• 中津川名物 栗きんとん  




       わが町坂下のお隣、中津川市は和菓子処として有名ですが、中でも特に人気なのが "栗きんとん"。
       栗きんとんと言っても、よくお正月のおせちに入ってるような、ねっとりしたものではなく、ちょうど栗ひとつ分くらいの大きさで茶巾しぼりにされて、栗の風合いの生きた上品なお菓子です。味、香り、色合いが店々によって多少違い、通の間ではどこかいい、ここがいいと、栗のシーズンになると話しもはずむ栗きんとん。これが龍司の大好物 ―――― 目がない。

       中津川市のインターネット講座をお手伝いした帰り、担当の先生から、その栗きんとんを頂いたのですが、大事そうに抱えて帰ってくるとその箱をまずパソコンの横に置く。
       これだけでも、もう龍司の栗きんとんへの思い入れのほどがわかる。あまり物に執着しない龍司だけれど、とくに大事なもの、お気に入りのものはパソコンのそばへ置く習性があり、栗きんとんの箱はどんぴしゃと収まるべき所へ収まる。
       服を脱ぐのが早いか、栗きんとんの包みを破くのが早いか、さっそくその場でひとつつまみ、にっこり。
       まあしょうがない、今日は龍司が頂いたのだから・・・・・でもひとつづつみんなに分けてよね、とご相伴。

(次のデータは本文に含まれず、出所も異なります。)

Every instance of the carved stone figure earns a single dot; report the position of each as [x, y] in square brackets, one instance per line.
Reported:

       パソコンしながら、一個、ニ個とよく手が伸びるねぇ。そんなに好きなら、ホームページのトップに中津川の和菓子屋さんのバナー広告でも入れて、広告代は栗きんとんの現物支給でお願いしたら? オンラインソフトのダウンロードと和菓子というのも、ミスマッチなところが新鮮だったりして ―――― 季節限定、鮮度が売り物の栗きんとん。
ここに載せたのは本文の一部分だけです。